Tor and Privoxy

Caught some noise about Tor today on Slashdot. Interesting stuff.

Tor does two things for you — first, it routes your internet traffic around a bunch of anonymizing servers before it reaches your destination — yet does it fast enough that you don’t notice a delay to speak of.

Second, it gives you access to content which is hosted within the tor anonymous network itself, so-called “hidden services.” Anything that can go through a SOCKS proxy can be a hidden service. That includes web sites, telnet, irc, whatever. If you run a Tor server, you can offer content to the net without revealing the IP address that content lives on — and not offer it to anyone who’s not on the Tor service.

So it’s a combination of a distributed anonymizing proxy network, like Peekabooty, and an anonymous network on which you can offer content, like Freenet but not completely, unusably sucktastic.
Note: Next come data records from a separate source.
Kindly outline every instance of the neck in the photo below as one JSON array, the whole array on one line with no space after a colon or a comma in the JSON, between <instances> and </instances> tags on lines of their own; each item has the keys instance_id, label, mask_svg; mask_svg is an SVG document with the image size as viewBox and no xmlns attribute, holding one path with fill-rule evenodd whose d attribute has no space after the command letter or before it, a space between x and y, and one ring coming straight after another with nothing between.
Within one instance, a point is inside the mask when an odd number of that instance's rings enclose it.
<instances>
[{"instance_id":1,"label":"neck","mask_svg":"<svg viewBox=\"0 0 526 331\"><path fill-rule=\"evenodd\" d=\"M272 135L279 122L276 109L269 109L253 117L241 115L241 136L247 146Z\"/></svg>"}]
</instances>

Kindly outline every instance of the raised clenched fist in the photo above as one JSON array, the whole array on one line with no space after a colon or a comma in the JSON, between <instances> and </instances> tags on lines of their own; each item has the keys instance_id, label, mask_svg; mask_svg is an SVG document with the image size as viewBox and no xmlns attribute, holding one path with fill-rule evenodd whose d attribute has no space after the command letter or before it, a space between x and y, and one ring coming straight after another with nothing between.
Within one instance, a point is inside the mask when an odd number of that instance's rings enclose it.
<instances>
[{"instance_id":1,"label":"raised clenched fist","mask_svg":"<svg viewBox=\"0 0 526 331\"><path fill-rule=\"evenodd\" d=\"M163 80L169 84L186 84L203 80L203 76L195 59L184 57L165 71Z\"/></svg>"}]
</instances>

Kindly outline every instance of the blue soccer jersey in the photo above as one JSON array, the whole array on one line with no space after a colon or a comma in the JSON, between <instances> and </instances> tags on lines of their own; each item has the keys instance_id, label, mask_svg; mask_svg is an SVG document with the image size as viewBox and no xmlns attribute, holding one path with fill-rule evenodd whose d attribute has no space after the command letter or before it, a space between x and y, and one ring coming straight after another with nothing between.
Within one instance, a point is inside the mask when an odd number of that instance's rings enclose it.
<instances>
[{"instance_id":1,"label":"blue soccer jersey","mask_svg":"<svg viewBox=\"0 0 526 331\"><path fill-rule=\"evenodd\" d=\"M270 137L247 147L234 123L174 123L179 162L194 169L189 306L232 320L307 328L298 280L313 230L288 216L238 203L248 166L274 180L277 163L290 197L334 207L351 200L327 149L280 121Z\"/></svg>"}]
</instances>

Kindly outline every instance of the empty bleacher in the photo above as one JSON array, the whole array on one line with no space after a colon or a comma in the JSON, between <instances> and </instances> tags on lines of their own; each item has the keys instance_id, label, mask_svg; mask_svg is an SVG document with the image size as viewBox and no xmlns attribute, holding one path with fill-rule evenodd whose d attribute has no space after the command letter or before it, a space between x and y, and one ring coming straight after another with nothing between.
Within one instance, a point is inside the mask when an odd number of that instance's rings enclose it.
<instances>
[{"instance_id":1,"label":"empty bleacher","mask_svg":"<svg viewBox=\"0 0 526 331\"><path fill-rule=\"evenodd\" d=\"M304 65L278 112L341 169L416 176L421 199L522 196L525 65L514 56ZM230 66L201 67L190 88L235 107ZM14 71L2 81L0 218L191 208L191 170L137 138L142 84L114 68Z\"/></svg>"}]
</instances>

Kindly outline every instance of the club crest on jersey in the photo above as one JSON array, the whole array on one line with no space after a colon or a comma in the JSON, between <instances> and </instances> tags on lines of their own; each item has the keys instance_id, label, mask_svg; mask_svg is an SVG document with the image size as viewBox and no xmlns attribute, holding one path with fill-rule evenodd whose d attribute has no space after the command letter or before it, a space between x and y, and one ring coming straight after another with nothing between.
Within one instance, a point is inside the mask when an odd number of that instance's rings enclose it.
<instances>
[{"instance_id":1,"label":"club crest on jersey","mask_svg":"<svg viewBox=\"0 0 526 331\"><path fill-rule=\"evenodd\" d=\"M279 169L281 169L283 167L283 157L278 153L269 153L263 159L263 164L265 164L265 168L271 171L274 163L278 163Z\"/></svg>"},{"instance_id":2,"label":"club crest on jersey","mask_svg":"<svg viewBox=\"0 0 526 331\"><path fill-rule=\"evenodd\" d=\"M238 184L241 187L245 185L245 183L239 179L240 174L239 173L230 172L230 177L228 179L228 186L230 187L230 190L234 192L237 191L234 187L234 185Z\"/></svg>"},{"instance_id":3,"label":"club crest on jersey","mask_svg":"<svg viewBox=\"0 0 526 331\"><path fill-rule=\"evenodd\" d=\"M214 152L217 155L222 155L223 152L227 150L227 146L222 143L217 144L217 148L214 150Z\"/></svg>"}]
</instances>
This stuff actually works. I’m accessing a hidden service wiki right now that discusses some of the fine points of Tor-fu. It seems a little slow right now, but considering the service just got slashdotted, not bad.

But here’s the other nifty bit. They recommend using Privoxy to provide better web anonymity, because Moz-based browsers leak identifying information through a socks proxy like Tor. So I installed Privoxy.

And, man, has Privoxy come far. There’s a spiffy little OS X installer, there is a built in web page where you can configure your own privoxy through your web browser, there are bookmarklets to turn it off and on, its ad blocking is great… This Tor thing, well, nice and all, but Privoxy is cool upon cool upon cool. Highly recommended. Not just for total geeks anymore.